Rumigirl
Frequent Contributor (1K+ posts)
Member # 15091
posted
If you have a port, or have had one, or you know about it: how long can it last?
I had heard that it can last 8 years, if you take care of it well. I will have had mine for 6 years this coming August. I've tried to take really good care of it. I want it to last a good long while more, if possible.
Mine is small, close to a pediatric size with a small area to access it (put a new needle in), so the needle sticks are all in that small area.
Lately, it has been sluggish, and CathFlo has helped twice (an enzyme that it injected to break up any fibrin sheaths that have developed). But even so, it is still sluggish, but useable.
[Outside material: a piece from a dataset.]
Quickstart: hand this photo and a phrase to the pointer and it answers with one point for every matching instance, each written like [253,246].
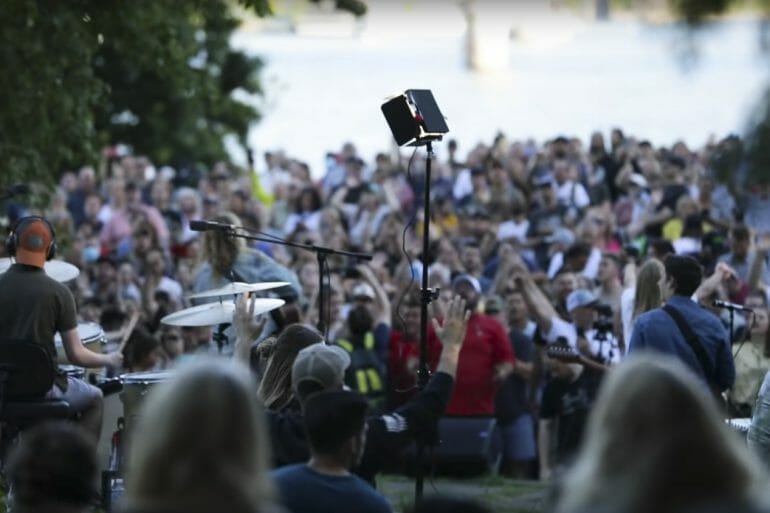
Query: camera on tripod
[604,323]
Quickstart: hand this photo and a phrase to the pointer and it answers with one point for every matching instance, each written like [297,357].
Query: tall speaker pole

I still get a good blood return.
Then, today, I had to use a gravity pole, instead of the the pump that I was using, for my IVIG. Without the pump to push the thick IVIG fluid, it was taking about 6 hours, instead of 4 hours, because
it would only go in very slowly, regardless of having the flow regulator all the way open, and sitting down or lying down.
I am hoping that it will last a good long while yet, as I'm certainly not through needing it. But I'm wondering about it.
I don't think that there is anything more that I can do, but if you have any suggestions or feedback, please let me know.
I just googled it, and it said that a chest port should last for 2,000 needle sticks. I have only had a fraction of that, once weekly on average. Some sites said 2-6 years. One person said that they'd had it for 11 years.
Thank you.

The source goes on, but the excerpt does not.